Former Democratic Senate Majority Leader Tom Daschle said that several years ago John McCain came close to leaving the Republican Party and caucusing with Senate Democrats.
During Daschle’s appearance Sunday on MSNBC’s “Meet the Press,” host Tim Russert noted that Daschle said in February, “It’s true that we were once close to bringing John McCain into the Democratic caucus. There are many who can verify that.” Russert asked, “John McCain almost became a Democrat?”
Daschle answered: “Never a Democrat, but an independent. He was so angry at the way he was treated and the problems he had with the Bush administration in 2001, Tim, that he came to us and said, ‘Look, I’m seriously considering becoming an independent and caucusing with you.

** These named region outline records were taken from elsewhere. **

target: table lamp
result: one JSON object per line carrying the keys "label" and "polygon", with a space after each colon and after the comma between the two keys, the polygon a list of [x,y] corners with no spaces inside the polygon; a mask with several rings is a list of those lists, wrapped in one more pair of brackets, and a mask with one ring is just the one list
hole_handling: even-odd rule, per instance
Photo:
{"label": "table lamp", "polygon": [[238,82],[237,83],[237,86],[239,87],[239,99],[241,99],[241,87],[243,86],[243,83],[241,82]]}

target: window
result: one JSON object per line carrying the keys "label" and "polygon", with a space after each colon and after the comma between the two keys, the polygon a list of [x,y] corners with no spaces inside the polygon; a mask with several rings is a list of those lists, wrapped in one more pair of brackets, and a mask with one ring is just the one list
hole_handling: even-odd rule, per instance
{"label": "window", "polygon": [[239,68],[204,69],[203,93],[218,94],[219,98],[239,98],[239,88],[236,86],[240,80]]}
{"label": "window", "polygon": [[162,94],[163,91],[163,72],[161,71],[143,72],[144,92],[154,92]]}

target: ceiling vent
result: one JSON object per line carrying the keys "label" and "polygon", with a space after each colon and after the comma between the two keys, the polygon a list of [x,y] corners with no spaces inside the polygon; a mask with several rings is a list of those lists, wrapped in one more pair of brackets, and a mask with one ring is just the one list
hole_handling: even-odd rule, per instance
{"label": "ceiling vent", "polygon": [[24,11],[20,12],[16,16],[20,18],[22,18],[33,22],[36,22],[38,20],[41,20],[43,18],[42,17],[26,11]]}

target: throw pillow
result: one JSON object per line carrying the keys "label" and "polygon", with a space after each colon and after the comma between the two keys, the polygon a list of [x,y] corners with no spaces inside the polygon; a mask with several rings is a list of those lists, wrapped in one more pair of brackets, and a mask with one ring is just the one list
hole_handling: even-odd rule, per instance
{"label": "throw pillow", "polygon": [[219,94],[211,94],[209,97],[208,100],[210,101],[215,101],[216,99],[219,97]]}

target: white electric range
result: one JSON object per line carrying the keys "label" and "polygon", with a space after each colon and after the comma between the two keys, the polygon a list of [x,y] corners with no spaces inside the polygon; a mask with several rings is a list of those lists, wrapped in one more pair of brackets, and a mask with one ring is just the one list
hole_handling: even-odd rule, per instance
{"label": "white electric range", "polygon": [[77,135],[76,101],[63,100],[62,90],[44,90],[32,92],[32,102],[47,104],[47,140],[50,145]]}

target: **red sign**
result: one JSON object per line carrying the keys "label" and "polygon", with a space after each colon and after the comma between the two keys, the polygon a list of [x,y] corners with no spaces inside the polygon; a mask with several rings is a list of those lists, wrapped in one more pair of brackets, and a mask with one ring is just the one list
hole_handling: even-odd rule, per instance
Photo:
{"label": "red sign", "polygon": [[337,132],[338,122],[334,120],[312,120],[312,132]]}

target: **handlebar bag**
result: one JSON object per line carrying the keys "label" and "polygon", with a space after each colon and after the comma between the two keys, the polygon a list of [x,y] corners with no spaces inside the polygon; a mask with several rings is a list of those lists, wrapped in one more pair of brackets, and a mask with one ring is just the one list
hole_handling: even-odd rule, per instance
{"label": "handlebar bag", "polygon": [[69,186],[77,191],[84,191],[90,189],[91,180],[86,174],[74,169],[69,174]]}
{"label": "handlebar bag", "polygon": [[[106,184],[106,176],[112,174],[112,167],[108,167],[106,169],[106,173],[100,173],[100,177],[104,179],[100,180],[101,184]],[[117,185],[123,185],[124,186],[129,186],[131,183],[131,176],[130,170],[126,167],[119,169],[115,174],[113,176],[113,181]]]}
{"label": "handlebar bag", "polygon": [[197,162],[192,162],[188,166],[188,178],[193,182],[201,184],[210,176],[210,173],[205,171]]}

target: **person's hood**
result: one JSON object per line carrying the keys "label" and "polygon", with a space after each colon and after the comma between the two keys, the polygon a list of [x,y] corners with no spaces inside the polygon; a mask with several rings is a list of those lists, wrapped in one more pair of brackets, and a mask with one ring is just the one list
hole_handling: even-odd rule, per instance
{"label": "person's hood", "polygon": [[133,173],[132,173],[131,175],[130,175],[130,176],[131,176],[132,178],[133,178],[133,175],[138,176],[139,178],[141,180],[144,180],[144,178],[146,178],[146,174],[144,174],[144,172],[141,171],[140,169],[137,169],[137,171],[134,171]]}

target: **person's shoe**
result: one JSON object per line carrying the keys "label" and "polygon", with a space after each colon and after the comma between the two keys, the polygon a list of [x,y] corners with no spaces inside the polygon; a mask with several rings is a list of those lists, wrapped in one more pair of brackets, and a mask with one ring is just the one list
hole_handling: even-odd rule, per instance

Let’s talk about it.’ And we did.”
“Aligning himself with the Democrats in the Senate?” Russert asked.
“Exactly,” Daschle replied.
McCain vied with George Bush for the GOP presidential nomination in 2000 and accused Bush supporters of running a smear campaign against him. After Bush won the election and took office, McCain broke with the administration on a number of issues.
Russert asked Daschle, who is an adviser to the Barack Obama campaign, “Then how can you run against [McCain] as a Bush third term?”
Daschle responded: “Because in the course of that period from 2001 to 2008 . . . he’s become a very ideologic advocate for the Bush policies on Iraq, on the economy, on tax policy, on domestic policy. Across the board he is espousing the Bush policies. He’s changed a lot since 2001.”
“Why?” Russert queried.
“Well, I think because he felt he needed to do that to win the nomination,” was Daschle’s response.
Daschle’s assertions came several weeks after liberal blogger Arianna Huffington claimed that she attended a dinner party after the 2000 election where she heard McCain and his wife say they did not vote for Bush.
"I voted for Bush in 2000 and 2004," McCain told Fox News when questioned about the claim. "And not only that, far more important than a vote, I campaigned everywhere in America for him."
But the Democrats insist that McCain was not happy with the Bush administration, at least during the president’s first term.
Sen. John Kerry, the Democratic nominee for president in 2004, when questioned about McCain’s interest in joining the Democratic caucus said, "It doesn't surprise me completely because his people similarly approached me to engage in a discussion about his potentially being on the ticket as vice president. So his people were active — let's put it that way."